Tuesday, September 29, 2015
Day 1 and 2 and Fear of Failure
Day 1 - Sunday - terrible - I could barely function. 4 hours of sleep as I always do after drinking. heart palpitations, sweating, hot flashes, exhausted yet restless, no focus at all, unmotivated, sick stomach, body aches, chills, some stabbing sort of pain in my head, depressed, racing heart, pounding heart, stomach pains, crying, angry, disgusted with myself, hiding, not showing up to a commitment, fear of communication with anyone, guilty - terrible - my hangovers seem to be getting worse.
Day 2 - Monday - not great - anxiety, heart racing, fear of making it through the day, wishing time would pass, heart palpitations, racing heart, hiding, fear of communication, stomach aches, body aches, depressed, unfocused. Night - insomnia, hot flashes, profuse sweating, racing heart, pounding heart, feel like my heart is turning over in my chest, racing thoughts, anxiety, depression, restless yet exhausted.
Mixed feelings about this weekend. I know I'm not going to drink but go back and forth between, "This might be hard. It might suck not drinking. It might be isolating and stressful not to drink. I hope I can do it." and "I am so glad I 'm not drinking this weekend. Whatever happens it will be a better weekend if I don't drink. I don't need it. I am not drinking for 100 days and that is that so stop thinking about it."

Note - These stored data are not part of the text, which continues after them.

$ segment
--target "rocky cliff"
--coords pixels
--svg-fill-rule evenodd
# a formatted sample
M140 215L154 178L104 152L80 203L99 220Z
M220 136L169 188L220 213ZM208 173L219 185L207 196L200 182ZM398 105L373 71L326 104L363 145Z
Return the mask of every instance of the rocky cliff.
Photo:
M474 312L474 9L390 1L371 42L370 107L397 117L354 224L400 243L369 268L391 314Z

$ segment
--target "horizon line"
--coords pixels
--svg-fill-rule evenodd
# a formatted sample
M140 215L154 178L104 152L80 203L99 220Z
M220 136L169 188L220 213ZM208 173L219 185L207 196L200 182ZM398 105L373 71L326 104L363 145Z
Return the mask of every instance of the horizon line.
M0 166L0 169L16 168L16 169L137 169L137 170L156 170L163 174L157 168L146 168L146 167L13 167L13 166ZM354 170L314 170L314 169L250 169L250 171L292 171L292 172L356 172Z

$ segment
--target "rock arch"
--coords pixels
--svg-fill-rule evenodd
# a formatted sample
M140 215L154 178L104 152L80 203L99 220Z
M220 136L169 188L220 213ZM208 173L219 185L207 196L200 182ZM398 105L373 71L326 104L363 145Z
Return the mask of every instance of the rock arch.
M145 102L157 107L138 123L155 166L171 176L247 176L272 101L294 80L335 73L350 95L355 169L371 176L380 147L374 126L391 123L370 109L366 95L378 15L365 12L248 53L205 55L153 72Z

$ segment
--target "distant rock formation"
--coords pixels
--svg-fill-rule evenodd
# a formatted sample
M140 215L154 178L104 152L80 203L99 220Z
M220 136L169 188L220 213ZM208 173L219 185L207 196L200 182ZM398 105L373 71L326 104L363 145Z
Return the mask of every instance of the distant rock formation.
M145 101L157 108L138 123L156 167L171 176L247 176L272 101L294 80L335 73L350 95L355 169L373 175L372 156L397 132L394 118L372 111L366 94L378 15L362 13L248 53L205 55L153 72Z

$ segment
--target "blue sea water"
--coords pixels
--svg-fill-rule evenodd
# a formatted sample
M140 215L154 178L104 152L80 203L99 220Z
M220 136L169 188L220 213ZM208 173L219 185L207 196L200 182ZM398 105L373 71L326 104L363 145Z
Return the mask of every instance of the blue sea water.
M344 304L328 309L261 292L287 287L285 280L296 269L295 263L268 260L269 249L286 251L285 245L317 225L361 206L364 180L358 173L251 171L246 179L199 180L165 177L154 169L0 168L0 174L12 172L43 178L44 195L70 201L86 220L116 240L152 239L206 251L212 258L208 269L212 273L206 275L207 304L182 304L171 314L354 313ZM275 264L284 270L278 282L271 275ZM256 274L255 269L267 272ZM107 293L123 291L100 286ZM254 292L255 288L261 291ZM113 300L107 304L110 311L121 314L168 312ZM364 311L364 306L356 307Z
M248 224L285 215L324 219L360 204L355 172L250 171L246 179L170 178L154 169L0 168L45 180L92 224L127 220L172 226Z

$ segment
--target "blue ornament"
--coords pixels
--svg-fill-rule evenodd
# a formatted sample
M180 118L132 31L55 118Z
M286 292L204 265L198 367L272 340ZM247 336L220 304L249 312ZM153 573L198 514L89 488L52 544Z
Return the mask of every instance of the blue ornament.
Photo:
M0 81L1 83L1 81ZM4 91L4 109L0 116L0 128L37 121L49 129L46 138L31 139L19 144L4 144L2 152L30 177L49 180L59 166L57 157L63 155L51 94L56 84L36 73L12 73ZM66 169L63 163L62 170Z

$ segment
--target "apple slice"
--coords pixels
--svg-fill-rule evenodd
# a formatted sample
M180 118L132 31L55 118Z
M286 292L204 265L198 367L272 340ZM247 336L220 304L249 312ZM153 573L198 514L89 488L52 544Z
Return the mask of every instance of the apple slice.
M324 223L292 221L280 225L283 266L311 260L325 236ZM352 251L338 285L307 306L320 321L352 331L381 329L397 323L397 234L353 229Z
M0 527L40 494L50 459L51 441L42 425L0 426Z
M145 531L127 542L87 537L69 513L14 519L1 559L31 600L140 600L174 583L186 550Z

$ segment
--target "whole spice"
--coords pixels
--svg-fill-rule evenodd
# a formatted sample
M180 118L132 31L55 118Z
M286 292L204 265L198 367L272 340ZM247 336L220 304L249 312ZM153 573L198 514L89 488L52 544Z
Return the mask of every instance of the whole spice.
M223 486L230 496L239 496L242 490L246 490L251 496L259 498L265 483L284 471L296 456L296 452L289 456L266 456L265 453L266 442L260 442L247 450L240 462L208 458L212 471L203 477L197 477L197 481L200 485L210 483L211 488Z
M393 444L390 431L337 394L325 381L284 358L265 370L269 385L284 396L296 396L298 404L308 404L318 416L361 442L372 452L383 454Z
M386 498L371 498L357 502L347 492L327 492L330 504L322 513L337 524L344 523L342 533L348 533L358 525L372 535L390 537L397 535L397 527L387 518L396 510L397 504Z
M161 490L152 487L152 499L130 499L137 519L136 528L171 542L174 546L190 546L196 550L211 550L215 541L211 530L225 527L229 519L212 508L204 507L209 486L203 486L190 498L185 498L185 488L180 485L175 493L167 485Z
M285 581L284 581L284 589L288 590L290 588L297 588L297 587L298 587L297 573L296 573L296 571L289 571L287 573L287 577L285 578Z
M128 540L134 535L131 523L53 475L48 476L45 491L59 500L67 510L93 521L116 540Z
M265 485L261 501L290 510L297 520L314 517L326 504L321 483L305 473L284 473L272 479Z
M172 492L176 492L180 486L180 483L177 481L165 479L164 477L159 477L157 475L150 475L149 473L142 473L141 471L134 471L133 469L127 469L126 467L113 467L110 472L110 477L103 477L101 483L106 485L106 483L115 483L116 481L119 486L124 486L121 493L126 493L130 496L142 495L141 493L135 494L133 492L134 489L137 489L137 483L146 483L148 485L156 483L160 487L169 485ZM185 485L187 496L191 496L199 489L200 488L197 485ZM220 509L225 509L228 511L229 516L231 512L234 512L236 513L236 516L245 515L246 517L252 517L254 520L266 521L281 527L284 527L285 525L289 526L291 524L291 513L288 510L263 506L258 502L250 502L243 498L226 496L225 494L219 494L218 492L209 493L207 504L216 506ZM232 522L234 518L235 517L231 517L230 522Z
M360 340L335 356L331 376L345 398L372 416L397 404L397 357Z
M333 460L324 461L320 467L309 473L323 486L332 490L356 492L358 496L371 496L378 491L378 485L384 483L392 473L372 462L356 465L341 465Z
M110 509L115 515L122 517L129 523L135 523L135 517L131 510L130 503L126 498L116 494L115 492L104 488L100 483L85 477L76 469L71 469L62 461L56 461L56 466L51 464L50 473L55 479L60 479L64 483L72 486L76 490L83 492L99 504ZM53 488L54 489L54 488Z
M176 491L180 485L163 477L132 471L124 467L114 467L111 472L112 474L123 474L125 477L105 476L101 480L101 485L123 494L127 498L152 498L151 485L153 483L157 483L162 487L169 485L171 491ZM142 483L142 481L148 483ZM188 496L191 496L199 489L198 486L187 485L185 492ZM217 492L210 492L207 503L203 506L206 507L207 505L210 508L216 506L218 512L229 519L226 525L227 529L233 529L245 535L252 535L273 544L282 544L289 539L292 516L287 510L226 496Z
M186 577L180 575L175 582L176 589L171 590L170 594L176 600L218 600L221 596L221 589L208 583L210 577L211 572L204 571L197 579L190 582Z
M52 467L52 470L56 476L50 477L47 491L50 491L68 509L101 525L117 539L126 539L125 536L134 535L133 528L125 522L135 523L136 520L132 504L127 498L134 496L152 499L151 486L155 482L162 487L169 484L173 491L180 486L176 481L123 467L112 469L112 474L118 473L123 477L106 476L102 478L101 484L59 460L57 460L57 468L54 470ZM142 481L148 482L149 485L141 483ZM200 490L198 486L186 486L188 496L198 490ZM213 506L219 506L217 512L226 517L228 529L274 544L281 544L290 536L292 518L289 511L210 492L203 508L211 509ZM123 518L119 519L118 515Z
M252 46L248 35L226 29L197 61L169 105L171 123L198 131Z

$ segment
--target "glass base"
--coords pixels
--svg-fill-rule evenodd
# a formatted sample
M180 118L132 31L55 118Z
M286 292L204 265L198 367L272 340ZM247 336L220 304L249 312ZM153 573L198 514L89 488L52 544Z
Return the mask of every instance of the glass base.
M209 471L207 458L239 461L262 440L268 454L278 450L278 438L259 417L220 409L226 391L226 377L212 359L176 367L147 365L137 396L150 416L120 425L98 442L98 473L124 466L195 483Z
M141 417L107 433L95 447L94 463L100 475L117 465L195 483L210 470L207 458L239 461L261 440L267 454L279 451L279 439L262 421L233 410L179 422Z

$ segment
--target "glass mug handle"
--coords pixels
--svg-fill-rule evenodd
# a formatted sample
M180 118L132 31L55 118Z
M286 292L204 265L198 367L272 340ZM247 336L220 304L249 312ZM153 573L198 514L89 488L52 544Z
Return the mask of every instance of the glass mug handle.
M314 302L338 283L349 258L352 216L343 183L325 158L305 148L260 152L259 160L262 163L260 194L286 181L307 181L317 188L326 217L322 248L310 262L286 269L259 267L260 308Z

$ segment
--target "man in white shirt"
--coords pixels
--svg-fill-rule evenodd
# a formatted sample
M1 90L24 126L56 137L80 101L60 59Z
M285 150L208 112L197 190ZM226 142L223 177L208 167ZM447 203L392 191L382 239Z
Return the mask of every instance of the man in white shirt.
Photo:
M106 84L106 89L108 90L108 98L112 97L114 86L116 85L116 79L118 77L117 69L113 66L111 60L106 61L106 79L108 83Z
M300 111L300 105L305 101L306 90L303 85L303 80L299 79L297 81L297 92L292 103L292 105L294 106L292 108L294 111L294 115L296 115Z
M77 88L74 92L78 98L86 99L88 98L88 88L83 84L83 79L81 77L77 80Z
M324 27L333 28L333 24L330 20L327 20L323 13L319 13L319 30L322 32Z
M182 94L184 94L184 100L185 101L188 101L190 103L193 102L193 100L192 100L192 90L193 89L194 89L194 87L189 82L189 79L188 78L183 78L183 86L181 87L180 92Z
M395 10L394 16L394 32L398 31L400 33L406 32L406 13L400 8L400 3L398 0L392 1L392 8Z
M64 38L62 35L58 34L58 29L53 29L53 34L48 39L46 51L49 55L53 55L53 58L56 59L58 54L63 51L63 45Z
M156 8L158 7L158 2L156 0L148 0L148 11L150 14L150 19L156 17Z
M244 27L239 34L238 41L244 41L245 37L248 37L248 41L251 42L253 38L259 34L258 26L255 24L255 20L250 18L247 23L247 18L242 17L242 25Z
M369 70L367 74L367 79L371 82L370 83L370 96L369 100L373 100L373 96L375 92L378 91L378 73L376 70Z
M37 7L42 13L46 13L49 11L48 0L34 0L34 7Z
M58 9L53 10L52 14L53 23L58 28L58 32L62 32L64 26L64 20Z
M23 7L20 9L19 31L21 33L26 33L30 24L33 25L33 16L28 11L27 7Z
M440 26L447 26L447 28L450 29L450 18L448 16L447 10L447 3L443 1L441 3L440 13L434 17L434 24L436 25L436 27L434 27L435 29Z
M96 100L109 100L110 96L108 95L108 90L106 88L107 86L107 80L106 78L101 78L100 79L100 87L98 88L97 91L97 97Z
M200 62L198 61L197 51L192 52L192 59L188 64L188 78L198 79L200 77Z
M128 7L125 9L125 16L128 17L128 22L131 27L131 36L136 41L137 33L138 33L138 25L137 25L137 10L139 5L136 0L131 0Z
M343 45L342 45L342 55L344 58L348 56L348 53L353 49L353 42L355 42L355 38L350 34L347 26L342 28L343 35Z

I think I have a huge fear of failure. I have been down this road at least 50 times in the last 5 years (read my past blog - same story different Sunday). Sometimes I go 6 months, sometimes 1 month, sometimes 1 week, usually 5 days, but more often than not I fail. Actually, I always fail. I am a failure at this quitting thing and I wonder why this time will be any different. I think somewhere deep down I really want to do this but don't believe I can do it. How do I change that internal dialogue?